A TEENAGER who has committed more than 60 offences in the last three years has been jailed for two years for threatening police with a knife.

Daniel Beadsworth, 19, of The Close, Clayton-le-Moors, has committed offences across East Lancashire including Accrington, Blackburn and Burnley despite being made subject to an ASBO in May 2005.

In his latest offences he sparked a call out to the Armed Response Unit after confronting officers with a large knife and saying: “Don’t come near me or I will use it.”

Burnley Crown Court heard that officers responded after Beardsworth lay in the road in front of a takeaway delivery car, then hit and kicked the driver, Zulfiquar Ali, claiming he had run him over.

Police went to his house and, after they were threatened, tried to immobilise him with Pava spray.

They failed and eventually had to let him leave the house, still carrying the knife.

He was eventually found by specialist armed-response officers and a police dog, hiding under a lorry and still holding the knife.

After his arrest, he spat at police officers as they tried to talk to him.

During his court hearings, Beardsworth also admitted a separate offence of stealing a £400 engagement ring from a customer while fitting windows at their home in Burnley.

He was caught when the couple fitted cameras, having suspected him when cash had also gone missing.

The court heard he had been working for a joinery firm run by his grandfather, who had been instrumental in bringing him up, but that he stole to buy cannabis, amphetamine and drink, and had "lost"

his teenage years, having spent almost five years in detention.

His record contains repeated convictions for theft, burglary, criminal damage and breaches of his ASBO, with incidents all over East Lancashire, but mainly in Hyndburn.

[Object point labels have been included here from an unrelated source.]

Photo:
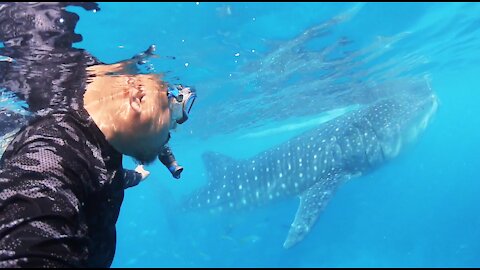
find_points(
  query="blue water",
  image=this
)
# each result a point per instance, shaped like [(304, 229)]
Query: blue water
[(248, 62)]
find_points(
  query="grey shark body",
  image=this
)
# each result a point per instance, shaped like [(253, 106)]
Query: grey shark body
[(314, 164)]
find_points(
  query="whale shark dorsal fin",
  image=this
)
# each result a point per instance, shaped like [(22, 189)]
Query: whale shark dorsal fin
[(312, 202)]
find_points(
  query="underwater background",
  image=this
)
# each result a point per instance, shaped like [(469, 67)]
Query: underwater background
[(265, 72)]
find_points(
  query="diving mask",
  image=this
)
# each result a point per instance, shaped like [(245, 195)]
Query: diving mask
[(181, 102)]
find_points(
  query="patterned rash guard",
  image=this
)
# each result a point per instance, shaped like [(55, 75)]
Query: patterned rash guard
[(61, 188)]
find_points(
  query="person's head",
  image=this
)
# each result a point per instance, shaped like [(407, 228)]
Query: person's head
[(132, 111)]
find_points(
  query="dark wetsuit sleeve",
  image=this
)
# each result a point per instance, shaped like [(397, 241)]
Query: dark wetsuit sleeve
[(42, 214), (131, 178)]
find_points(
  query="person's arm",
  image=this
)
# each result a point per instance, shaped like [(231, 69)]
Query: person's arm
[(42, 202), (132, 178), (168, 160)]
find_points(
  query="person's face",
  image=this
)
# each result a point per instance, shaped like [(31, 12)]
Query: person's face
[(149, 121)]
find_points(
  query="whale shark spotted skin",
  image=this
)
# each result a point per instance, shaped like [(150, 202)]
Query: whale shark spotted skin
[(314, 164)]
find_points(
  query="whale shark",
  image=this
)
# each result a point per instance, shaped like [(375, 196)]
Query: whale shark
[(314, 164)]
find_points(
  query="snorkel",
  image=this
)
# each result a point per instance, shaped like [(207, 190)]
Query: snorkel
[(181, 101)]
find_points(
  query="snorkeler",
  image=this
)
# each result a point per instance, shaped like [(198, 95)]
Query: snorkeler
[(62, 180)]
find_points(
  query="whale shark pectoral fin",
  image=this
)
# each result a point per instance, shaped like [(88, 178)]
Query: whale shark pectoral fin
[(312, 202)]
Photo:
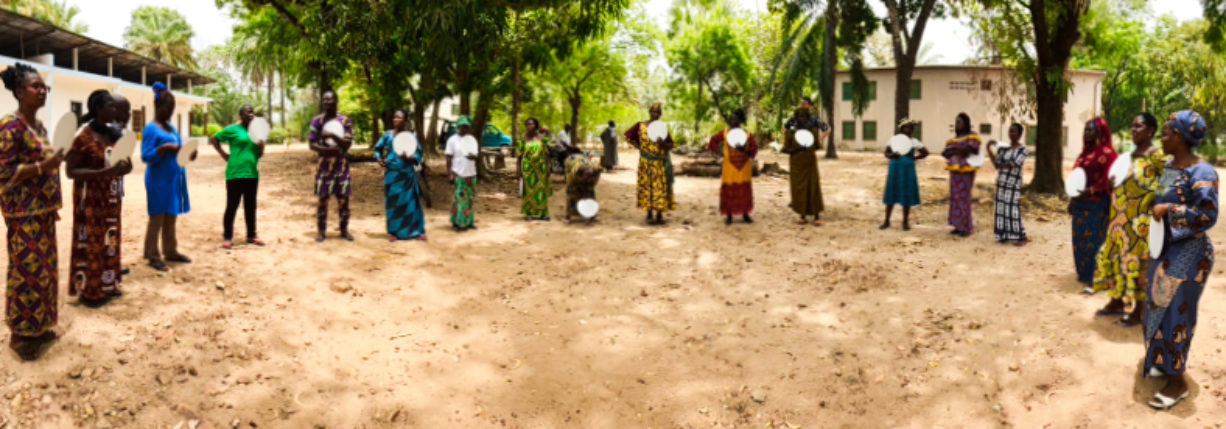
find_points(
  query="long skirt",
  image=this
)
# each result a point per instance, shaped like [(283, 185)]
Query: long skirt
[(32, 288), (96, 240), (462, 208), (960, 212), (806, 184), (901, 184), (1175, 284), (402, 199), (1089, 232)]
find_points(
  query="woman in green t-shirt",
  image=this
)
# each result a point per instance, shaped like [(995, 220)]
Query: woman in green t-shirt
[(242, 175)]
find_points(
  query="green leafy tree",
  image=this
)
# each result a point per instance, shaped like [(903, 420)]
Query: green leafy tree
[(161, 33), (55, 12)]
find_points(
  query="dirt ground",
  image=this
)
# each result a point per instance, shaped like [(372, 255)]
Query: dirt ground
[(606, 325)]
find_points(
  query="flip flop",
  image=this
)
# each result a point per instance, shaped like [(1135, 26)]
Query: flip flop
[(1162, 402)]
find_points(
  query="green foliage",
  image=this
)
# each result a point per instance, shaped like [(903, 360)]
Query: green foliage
[(161, 33), (55, 12)]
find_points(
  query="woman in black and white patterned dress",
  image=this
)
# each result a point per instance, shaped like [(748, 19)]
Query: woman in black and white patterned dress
[(1008, 161)]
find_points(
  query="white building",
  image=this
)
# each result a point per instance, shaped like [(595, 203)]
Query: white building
[(939, 93), (75, 65)]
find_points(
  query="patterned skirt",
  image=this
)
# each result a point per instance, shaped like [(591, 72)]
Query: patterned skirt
[(96, 240), (1089, 232), (31, 289), (1175, 284), (462, 208), (960, 212), (402, 199)]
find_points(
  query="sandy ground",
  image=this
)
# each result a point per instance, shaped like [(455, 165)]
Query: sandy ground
[(606, 325)]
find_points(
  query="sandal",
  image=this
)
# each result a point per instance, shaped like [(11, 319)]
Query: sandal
[(159, 266), (1162, 402)]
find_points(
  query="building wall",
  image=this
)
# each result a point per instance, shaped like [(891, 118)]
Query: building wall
[(70, 87), (944, 92)]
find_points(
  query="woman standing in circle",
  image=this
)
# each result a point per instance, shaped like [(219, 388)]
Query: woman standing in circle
[(166, 182), (242, 175), (402, 193), (533, 172), (1187, 200), (1123, 256), (961, 175), (97, 205), (30, 204), (1090, 208)]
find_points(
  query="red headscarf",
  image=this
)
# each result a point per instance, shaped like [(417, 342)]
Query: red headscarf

In court, Beardsworth admitted affray, possessing a knife, two counts of common assault and breaching his anti-social behaviour order, as well as the theft.

Recorder Patrick Field QC, passing sentence, said his behaviour was irritating and pathetic, and that the defendant had a total lack of respect for authority.

PC Brett Jackson, of Blackburn Police, was one of the officers who went to Beardsworth’s home after his attack on the delivery driver.

He said: “He was just not a nice lad at all. Some people you can talk to even when they’re in that sort of state, but not Beardsworth - he was a menace.”